Chicken products were purchased from supermarkets and fast food outlets in Minnesota and California and analyzed for arsenic by a private, independent commercial laboratory. Brand-name chicken products tested included Foster Farms, Trader Joe’s, Gold’n Plump, Perdue, Smart Chicken, and Tyson Foods. Fast food chains included McDonald’s, Wendy’s, Arby’s, Subway, Kentucky Fried Chicken, Church’s, and Popeyes.
The US Department of Agriculture (USDA) does not test for arsenic in the chicken meat Americans eat. USDA typically tests for arsenic only in chicken livers. However, scientists have published articles warning that average arsenic levels in chicken meat may be higher than previously thought. The use of arsenic in chicken meat is banned in the European Union (EU).

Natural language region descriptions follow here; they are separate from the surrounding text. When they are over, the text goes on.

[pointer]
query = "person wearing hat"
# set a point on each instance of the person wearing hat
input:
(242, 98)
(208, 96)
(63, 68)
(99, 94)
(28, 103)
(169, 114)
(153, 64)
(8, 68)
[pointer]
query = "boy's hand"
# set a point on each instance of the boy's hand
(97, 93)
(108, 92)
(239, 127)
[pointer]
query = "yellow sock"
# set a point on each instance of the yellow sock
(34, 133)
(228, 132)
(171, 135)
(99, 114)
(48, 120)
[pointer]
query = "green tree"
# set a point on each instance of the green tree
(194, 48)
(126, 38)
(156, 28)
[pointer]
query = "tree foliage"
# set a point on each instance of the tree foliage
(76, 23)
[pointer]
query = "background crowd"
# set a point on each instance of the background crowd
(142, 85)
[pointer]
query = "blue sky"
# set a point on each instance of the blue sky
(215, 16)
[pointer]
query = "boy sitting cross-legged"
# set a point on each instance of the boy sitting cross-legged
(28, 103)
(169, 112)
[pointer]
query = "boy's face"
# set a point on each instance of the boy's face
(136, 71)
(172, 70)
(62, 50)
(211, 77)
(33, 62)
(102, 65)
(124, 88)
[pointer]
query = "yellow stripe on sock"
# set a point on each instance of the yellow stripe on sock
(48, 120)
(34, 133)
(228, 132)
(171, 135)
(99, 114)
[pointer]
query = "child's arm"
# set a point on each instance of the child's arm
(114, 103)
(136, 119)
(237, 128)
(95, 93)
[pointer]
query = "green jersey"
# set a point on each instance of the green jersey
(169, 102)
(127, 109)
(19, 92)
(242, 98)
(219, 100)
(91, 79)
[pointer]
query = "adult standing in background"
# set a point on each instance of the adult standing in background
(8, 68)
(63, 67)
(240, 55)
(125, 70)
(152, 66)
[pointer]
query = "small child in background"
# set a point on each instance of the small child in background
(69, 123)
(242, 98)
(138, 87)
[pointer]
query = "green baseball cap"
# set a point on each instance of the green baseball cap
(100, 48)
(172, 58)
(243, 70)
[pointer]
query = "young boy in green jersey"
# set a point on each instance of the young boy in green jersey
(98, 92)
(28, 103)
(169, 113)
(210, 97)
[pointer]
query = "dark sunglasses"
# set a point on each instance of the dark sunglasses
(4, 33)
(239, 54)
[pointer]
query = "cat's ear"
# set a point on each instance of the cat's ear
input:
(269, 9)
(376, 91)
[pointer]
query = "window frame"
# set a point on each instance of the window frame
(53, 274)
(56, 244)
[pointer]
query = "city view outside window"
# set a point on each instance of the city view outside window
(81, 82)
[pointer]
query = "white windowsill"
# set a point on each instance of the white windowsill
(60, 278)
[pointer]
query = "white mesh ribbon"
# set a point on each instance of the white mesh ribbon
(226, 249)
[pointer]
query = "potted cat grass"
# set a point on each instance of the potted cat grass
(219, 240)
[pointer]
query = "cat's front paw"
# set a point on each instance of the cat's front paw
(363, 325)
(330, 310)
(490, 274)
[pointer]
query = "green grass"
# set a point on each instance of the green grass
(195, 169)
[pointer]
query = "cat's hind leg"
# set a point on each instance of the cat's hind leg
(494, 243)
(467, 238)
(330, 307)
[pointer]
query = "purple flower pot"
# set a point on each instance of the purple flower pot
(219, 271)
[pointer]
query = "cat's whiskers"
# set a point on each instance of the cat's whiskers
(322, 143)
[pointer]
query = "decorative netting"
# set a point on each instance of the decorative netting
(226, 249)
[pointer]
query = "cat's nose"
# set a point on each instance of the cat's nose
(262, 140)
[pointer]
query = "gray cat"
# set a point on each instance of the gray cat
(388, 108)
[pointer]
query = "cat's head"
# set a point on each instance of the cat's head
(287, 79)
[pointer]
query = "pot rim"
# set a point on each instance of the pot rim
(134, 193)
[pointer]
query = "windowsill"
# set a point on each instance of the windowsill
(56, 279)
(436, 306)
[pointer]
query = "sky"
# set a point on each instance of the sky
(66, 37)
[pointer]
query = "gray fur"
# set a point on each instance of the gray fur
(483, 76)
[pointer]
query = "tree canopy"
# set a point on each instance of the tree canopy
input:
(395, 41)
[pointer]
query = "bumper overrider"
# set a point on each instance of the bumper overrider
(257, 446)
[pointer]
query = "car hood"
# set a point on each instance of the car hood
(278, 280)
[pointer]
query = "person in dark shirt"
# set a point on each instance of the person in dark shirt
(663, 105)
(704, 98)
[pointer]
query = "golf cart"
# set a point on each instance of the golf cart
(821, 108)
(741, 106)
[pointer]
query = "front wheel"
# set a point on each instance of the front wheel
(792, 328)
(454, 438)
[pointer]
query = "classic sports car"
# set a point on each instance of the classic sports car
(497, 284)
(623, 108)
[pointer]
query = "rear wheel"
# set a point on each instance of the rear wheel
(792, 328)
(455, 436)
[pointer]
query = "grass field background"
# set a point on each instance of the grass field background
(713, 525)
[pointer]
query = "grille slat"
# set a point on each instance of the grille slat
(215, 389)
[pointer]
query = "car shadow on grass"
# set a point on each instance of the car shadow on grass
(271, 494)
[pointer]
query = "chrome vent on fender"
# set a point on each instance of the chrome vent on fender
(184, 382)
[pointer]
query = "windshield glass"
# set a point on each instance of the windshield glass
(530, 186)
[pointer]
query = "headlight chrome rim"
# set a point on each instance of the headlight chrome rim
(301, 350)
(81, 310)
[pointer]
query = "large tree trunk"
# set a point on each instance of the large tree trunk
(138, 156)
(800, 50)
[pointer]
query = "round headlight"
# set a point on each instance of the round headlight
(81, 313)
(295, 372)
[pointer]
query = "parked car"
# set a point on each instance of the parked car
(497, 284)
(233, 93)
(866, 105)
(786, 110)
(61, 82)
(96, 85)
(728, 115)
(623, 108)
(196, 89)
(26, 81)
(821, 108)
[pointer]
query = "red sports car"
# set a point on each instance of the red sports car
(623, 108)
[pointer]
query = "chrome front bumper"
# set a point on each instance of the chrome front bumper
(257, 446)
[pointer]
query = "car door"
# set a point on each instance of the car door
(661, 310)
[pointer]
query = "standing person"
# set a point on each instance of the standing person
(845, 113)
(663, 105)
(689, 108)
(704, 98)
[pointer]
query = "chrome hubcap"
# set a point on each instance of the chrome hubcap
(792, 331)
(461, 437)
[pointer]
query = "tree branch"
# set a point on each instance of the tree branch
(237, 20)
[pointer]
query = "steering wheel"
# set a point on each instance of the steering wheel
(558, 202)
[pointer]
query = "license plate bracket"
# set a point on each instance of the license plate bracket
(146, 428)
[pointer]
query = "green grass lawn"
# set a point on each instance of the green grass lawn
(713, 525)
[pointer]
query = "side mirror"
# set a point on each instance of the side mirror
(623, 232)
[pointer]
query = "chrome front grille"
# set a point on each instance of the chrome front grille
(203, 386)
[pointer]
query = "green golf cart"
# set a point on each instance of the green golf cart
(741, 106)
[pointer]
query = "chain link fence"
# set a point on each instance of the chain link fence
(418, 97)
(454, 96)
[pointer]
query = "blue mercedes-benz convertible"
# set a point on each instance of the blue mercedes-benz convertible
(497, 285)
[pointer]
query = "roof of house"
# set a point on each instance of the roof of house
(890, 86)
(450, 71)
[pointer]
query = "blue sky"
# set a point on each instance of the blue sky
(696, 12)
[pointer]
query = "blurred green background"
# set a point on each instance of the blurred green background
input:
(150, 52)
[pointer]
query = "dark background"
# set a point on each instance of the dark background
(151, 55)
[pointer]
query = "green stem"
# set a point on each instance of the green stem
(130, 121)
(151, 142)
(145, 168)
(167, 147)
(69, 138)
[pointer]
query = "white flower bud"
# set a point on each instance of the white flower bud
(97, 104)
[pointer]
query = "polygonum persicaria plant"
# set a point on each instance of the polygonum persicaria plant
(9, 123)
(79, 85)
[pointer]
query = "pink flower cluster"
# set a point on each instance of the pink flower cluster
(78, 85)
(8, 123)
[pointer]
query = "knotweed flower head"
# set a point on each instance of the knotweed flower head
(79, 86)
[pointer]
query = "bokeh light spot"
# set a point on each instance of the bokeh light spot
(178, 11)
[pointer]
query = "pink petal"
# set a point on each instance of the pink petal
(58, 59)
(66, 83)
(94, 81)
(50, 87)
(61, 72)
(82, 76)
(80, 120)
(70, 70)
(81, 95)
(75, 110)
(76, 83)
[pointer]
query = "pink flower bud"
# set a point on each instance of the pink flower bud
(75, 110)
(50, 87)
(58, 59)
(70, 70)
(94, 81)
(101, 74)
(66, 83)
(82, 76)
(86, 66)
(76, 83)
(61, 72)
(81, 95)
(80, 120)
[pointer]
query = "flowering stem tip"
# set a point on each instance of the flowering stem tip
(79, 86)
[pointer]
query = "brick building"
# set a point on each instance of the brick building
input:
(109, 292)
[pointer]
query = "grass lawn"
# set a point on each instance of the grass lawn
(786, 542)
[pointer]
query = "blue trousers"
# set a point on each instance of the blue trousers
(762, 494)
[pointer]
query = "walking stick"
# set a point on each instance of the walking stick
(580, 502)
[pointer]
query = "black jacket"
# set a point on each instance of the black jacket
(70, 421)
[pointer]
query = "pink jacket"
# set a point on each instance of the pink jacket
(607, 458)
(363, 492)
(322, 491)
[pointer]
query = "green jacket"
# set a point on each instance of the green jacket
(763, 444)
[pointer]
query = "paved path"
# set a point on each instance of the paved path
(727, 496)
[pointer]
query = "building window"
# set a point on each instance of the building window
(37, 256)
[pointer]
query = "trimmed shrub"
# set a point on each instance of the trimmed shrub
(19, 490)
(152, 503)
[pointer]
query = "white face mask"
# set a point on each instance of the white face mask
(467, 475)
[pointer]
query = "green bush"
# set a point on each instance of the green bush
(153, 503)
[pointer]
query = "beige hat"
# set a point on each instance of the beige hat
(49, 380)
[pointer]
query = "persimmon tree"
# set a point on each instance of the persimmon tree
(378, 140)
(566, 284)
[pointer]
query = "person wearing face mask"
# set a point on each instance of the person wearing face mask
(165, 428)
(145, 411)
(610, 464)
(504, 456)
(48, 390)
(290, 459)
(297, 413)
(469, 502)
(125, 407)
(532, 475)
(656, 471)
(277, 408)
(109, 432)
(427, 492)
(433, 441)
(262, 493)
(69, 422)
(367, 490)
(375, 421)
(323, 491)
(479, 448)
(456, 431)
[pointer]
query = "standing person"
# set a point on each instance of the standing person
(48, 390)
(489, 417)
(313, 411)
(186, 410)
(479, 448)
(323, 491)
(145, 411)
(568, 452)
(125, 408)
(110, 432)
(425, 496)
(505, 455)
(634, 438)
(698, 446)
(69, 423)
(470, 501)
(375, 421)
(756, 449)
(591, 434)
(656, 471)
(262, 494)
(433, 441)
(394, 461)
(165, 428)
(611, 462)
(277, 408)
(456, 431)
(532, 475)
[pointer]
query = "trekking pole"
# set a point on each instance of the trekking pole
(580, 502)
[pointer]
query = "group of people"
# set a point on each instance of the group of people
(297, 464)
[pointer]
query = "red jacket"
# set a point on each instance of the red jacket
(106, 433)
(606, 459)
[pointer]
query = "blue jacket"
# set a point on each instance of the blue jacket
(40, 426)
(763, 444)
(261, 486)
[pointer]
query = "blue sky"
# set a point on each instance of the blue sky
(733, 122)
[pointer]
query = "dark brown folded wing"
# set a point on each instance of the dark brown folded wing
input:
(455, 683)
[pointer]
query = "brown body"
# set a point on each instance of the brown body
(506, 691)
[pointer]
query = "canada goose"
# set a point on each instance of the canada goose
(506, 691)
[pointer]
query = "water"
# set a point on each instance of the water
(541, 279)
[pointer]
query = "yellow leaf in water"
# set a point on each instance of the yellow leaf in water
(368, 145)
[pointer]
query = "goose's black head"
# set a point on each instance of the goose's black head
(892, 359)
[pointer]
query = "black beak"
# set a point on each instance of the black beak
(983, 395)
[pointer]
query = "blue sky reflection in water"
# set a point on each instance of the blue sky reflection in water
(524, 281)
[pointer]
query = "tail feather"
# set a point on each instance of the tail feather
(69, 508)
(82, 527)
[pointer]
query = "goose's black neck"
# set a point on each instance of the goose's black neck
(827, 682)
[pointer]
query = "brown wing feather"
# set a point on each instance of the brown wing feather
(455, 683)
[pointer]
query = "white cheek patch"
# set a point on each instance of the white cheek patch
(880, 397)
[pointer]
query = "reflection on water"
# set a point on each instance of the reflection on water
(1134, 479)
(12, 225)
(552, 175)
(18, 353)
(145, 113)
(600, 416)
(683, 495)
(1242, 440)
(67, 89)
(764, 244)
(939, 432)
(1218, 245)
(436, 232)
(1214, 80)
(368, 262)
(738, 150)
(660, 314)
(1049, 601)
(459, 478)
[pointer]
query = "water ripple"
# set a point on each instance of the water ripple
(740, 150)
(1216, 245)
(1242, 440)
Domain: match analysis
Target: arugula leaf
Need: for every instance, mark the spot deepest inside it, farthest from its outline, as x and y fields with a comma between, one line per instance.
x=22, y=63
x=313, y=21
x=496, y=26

US Food and Drug Administration (FDA) labels for most of the arsenic products added to chicken feed allow them to be used “for increased rate of weight gain, improved feed efficiency, and improved pigmentation.” Many of these same products are also labeled for use in preventing the parasitic infection, coccidiosis, in chicken flocks. Such broad and non-specific labeling means there is no way to know whether the arsenic is being used to color chicken meat, to make the birds grow faster, or to control disease in flocks of 30,000 birds being raised in close indoor confinement, according to the Institute for Agriculture and Trade Policy (IATP), which estimates that from 1.7 to 2.2 million pounds of a single arsenic feed additive, roxarsone, are given to chickens each year.
Arsenic feed additives, like Roxarsone (4-hydroxy-3-nitrophenyl arsenic acid), are in an organic form. While it used to be held that organic arsenics were not very toxic, scientific evidence now indicates that within the chicken, Roxarsone converts to the inorganic forms of arsenic believed to pose the greatest health risks to humans, according to IATP. The US Environmental Protection Agency considers 65 percent of the arsenic in chicken meat to be inorganic arsenic. In the process of converting and eliminating arsenic, the human body creates some organic arsenic types that are more toxic than their inorganic parent compounds.
“High Levels of Arsenic Found in Chicken,” an article published by Environment News Service, Bethesda, Maryland, January 20, 2004, stated that arsenic concentrations in young chickens are three times greater than in other meat and poultry products, according to a US government science report in the January issue of “Environmental Health Perspectives.” At average levels of chicken consumption – 2 ounces a day, or the equivalent of a third to half of a boneless chicken breast – people ingest about 3.6 to 5.2 micrograms of inorganic arsenic, the most toxic form of arsenic. See “High Levels of Arsenic Found in Chicken”: http://www.upc-online.org/health/12104arsenic.htm
An article in Environmental Science and Technology, Vol. 35, Issue 9, pp. 184A – 185 A. Environmental News, May 1, 2001, begins by stating that “Chicken farmers on the Delaware-Maryland-Virginia peninsula along the eastern shore of the United States are introducing 20-50 metric tons of arsenic into the environment annually, and researchers are not sure where it is ending up. At some point, however, this arsenic could become mobilized and contaminate surface and groundwater.”